O doutor Hannibal Lecter fica bem perto de um coração verdadeiramente selvagem.

Elton Mesquita

Clarice se dirigiu para a cadeira que o afável Barney arranjara para ela, de frente para a cela do Dr. Lecter. Tirou um cigarro da bolsa, sentou, cruzou as pernas e esperou. Na tela de vidro à sua frente, viu seu reflexo — suas longas pernas, a pequena bolsa no colo, sua mão descarnada, quase uma garra, acendendo o cigarro.

O Dr. Lecter se desprendeu da escuridão do fundo da cela e se aproximou com três passos medidos. Seus olhos brilhavam de curiosidade e ele desistiu de conter seu sorriso por mais um segundo que fosse.

“Bom dia”, disse ele.

“Bom dia”, Clarice respondeu.

O Dr. Lecter examinou a mulher que tinha diante de si por algum tempo. Então assumiu o tom de voz que considerou adequado e disse:

“Crawford deve estar desesperado para mandar uma recruta para mim”.
“O desespero é seco como as areias do deserto e a perplexidade sufoca, humilha”.

O Dr. Lecter, preparado para rebater seja lá o que aquela mulher tivesse para dizer, teve que engolir suas duas ou três palavras, surpreso. Dominou-se a tempo de se impedir de olhar para os lados, sinal de visível desconcerto.

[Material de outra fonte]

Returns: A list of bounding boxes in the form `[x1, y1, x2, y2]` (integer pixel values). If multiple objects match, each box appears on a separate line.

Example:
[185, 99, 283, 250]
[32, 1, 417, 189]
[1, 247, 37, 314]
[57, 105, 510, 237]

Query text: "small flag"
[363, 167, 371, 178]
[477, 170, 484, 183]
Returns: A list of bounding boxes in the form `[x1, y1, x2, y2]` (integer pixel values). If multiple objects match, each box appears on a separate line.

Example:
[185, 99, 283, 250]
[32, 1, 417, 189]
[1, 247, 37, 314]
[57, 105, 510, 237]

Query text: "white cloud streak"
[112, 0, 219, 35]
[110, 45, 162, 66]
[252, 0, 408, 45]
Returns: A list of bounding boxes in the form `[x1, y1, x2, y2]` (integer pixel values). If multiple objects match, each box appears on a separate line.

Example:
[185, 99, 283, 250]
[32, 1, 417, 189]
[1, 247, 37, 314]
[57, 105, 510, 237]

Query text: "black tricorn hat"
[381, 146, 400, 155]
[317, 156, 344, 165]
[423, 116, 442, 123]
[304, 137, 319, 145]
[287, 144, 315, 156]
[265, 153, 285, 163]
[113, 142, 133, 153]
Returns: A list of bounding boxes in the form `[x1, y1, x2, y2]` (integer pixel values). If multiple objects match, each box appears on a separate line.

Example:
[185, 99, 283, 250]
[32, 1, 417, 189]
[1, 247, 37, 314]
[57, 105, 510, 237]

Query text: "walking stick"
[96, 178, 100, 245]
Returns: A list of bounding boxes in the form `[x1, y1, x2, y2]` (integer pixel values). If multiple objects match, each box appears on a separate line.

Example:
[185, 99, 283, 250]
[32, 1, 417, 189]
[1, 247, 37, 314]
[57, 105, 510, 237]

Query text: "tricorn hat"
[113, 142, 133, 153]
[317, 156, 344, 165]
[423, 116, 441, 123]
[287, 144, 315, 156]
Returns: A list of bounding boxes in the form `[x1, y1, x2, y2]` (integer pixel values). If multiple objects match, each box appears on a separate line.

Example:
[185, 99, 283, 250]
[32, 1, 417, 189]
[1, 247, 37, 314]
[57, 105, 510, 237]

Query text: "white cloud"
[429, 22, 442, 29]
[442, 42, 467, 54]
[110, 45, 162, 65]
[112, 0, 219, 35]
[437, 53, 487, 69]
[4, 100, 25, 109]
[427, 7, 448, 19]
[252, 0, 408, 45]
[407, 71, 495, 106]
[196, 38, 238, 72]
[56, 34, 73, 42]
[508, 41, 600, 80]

“Não fomos… não fomos devidamente apresentados”, disse ele.

“Meu nome é Clarice. Você disse que falaria comigo”.

“Aah, Clariiice”, disse o Dr. Lecter, num sibilo.

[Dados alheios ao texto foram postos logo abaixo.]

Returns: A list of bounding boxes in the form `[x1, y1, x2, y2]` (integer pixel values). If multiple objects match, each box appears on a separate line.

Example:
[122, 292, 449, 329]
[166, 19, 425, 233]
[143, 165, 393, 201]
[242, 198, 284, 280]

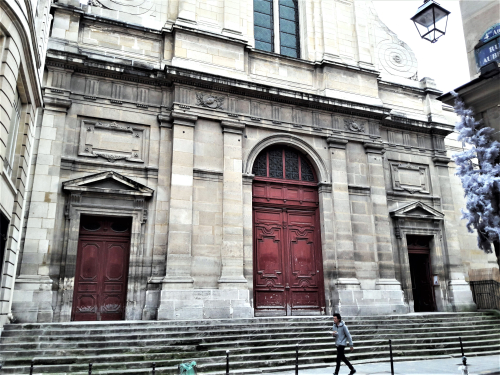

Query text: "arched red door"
[253, 147, 324, 316]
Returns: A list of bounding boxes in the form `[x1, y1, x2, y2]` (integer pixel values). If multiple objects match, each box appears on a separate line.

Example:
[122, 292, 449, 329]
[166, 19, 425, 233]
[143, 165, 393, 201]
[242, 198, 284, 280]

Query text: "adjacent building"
[4, 0, 495, 322]
[438, 1, 500, 268]
[0, 0, 53, 326]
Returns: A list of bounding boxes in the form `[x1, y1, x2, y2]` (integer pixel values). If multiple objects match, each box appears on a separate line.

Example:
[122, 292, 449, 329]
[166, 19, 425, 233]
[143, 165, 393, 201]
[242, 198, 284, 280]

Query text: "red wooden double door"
[253, 148, 324, 316]
[72, 216, 131, 321]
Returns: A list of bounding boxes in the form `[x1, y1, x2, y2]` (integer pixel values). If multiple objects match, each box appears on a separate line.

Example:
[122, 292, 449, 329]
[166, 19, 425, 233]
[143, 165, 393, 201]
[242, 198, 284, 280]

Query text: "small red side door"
[72, 217, 130, 321]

“Tenho certeza de que você gostaria que eu falasse. Mas olhe pra você, será que você entenderia o que tenho para dizer? De onde é esse seu sotaque que você gostaria de ter coragem para tentar esconder? E esses sapatos de pobre, contrastando com essa bolsa nova, onde se nota um pouco de gosto… é isso que você é, Clarice, uma pobretona com algum gosto?”
“O sotaque é ucraniano. Quanto a quem sou, é curioso como não sei dizer quem sou. Quer dizer, sei-o bem, mas não posso dizer. Sobretudo tenho medo de dizer, porque no momento em que tento falar não só não exprimo o que sinto, como o que sinto se transforma lentamente no que digo”.

O Dr. Lecter encarou Clarice. Esperava a reação de sempre, a quase audível sensação do olhar do interlocutor recuando, e tudo foi para ele um desapontamento. Pois foi o seu olhar que teve que se desviar do de Clarice, que tripudiou da pequena vitória baixando os olhos logo em seguida para procurar algo em sua bolsa como se nada tivesse acontecido.

“Então…”, disse ele, procurando dizer algo que lhe permitisse avançar território adentro em sua mente.

“Crawford manda você aqui, esperando que eu lhe dê alguma pista sobre Buffalo Bill. Para que ele consiga pará-lo antes que ele mate mais moças. Você viu o que Buffalo Bill faz com elas, as garotinhas do papai? Ele tira a pele delas. Acho que ele quer fazer um vestido de mulheres. O que acha da idéia, Clarice? O que você acharia se Buffalo Bill pusesse aqueles dedos inventivos em seu cadáver fresco?”
“Que façam harpas de meus nervos quando eu morrer”.

De nervoso, o Dr. Lecter riu alto. De repente, sua cela lhe pareceu uma jaula. E por que aquela mulher não movia um músculo do rosto para falar?

“Algum gosto e alguma inteligência. Oh, o que temos aqui?”, disse o Dr. Lecter, sentindo a boca seca. O sotaque daquela mulher soava como pedras colidindo, era irritante e irresistivelmente interessante, ao mesmo tempo. Aquela mulher tinha uma mão que era cartilagem e osso, e o charme com que aquela mão manipulava o cigarro…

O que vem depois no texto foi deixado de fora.